Monthly Cohort Retention
Company: Amazon
Role: Data Scientist
Category: Data Manipulation (SQL/Python)
Difficulty: medium
Interview Round: Technical Screen
## Monthly Cohort Retention
A residential building-services company tracks every time a tenant interacts with its mobile app (for example, calling an elevator, scheduling a package pickup, or paying rent). You need to compute a **monthly cohort retention** table so the product team can see how engagement decays over a tenant's lifetime.

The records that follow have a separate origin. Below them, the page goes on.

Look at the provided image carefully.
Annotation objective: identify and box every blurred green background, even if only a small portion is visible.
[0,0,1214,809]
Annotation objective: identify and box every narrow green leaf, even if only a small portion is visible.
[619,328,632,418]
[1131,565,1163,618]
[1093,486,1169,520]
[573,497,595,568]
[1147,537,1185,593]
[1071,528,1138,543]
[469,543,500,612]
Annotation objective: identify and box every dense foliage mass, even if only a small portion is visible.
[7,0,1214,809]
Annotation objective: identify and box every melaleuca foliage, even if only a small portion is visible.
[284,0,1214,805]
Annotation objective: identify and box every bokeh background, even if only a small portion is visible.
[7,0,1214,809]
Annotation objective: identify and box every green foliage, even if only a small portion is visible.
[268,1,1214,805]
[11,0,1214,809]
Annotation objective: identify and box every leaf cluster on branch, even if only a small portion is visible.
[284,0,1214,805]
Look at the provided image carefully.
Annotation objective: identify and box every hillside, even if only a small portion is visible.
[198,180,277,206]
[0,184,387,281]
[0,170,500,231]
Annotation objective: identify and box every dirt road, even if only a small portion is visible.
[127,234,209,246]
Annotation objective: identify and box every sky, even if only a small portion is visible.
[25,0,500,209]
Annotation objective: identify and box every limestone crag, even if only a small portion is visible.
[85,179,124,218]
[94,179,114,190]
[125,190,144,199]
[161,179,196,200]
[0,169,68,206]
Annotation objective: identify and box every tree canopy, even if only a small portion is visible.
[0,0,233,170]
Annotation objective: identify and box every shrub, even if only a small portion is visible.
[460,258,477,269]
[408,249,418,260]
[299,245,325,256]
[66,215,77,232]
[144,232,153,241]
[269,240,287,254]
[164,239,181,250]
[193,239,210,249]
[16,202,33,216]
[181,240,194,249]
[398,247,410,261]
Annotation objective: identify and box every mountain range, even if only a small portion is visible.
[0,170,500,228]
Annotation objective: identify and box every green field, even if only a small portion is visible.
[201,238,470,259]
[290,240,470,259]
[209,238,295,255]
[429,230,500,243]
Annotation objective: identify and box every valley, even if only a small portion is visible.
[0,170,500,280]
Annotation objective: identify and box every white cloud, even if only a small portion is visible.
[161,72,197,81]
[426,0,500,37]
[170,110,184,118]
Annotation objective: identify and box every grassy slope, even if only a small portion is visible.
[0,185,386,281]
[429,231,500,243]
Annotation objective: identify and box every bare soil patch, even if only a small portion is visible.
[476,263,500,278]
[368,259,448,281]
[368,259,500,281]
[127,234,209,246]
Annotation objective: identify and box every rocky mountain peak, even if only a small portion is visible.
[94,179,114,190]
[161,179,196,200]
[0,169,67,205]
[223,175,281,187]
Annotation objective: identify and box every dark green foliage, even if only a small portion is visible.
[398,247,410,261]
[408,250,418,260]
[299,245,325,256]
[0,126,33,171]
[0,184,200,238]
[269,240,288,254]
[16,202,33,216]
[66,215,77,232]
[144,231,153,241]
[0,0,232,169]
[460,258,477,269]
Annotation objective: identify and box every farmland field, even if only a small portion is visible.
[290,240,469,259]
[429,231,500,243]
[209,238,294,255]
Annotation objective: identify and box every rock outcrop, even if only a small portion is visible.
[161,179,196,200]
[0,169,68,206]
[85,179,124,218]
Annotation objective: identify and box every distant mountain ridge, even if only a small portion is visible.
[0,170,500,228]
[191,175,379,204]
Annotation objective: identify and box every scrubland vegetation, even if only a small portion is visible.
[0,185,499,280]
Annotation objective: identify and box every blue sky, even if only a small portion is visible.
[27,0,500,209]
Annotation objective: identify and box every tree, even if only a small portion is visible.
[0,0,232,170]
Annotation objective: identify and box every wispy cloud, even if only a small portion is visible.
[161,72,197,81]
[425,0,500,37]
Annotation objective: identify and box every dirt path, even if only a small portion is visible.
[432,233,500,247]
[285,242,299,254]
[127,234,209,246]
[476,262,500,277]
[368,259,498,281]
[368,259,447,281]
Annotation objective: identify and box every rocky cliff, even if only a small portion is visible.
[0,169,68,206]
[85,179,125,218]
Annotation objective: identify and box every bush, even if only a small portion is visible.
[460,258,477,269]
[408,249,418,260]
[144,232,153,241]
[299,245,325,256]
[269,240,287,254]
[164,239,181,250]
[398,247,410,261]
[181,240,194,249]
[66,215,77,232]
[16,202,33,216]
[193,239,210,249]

Group every tenant into a **signup cohort** defined by the calendar month of their first-ever activity. Then, for each cohort, measure how many of those tenants were still active in each subsequent month relative to their signup month.
### Tables
**`users`**
| column | type | description |
|---------------|-------------|----------------------------------------------|
| `user_id` | `BIGINT` | Primary key, unique tenant identifier |
| `signup_date` | `DATE` | Date the tenant registered |
**`activity`**
| column | type | description |
|-----------------|-------------|-----------------------------------------------------|
| `user_id` | `BIGINT` | Foreign key to `users.user_id` |
| `activity_ts` | `TIMESTAMP` | Timestamp of the in-app action (UTC, no DST issues) |
| `activity_type` | `TEXT` | Action label (e.g. `elevator_call`, `rent_payment`) |
A tenant may have many rows in `activity`. A tenant may also have zero activity rows.
### Definitions
- **Cohort month**: the first day of the calendar month of the tenant's **earliest** `activity_ts` (use the earliest activity, NOT `signup_date`). Truncate to the month, e.g. an activity on `2025-03-14` belongs to cohort `2025-03-01`.
- **Activity month**: the first day of the calendar month of any given `activity_ts`.
- **Month number** (`month_number`): the integer number of whole months between the cohort month and the activity month. Month 0 is the cohort month itself, month 1 is the next calendar month, and so on. Compute it as `(activity_year - cohort_year) * 12 + (activity_month - cohort_month)`.
- A tenant is **retained** in a given month number if they have **at least one** activity row whose activity month maps to that month number. Count each tenant at most once per `(cohort_month, month_number)` pair.
- **Retention rate** = (retained tenants in that month number) / (cohort size). Cohort size is the number of distinct tenants in that cohort (their count at month 0).
### Required Output
One row per `(cohort_month, month_number)` combination that has at least one retained tenant, with columns in this exact order:
| column | type | description |
|-------------------|-----------|----------------------------------------------------------|
| `cohort_month` | `DATE` | First day of the cohort month |
| `cohort_size` | `INTEGER` | Distinct tenants in this cohort (value at month 0) |
| `month_number` | `INTEGER` | Months since cohort month (0, 1, 2, ...) |
| `retained_users` | `INTEGER` | Distinct retained tenants in this `(cohort, month)` |
| `retention_rate` | `NUMERIC` | `retained_users / cohort_size`, rounded to 4 decimals |
Order the result by `cohort_month` ascending, then `month_number` ascending. Tenants with no activity rows do not belong to any cohort and should not appear.
Quick Answer: This question evaluates practical SQL skills in user retention analysis, specifically the ability to build a monthly cohort retention table from raw activity logs. It tests date truncation, window-based grouping, and aggregation logic commonly required in data science and analytics roles. The question targets applied SQL proficiency and product analytics thinking under real-world schema constraints.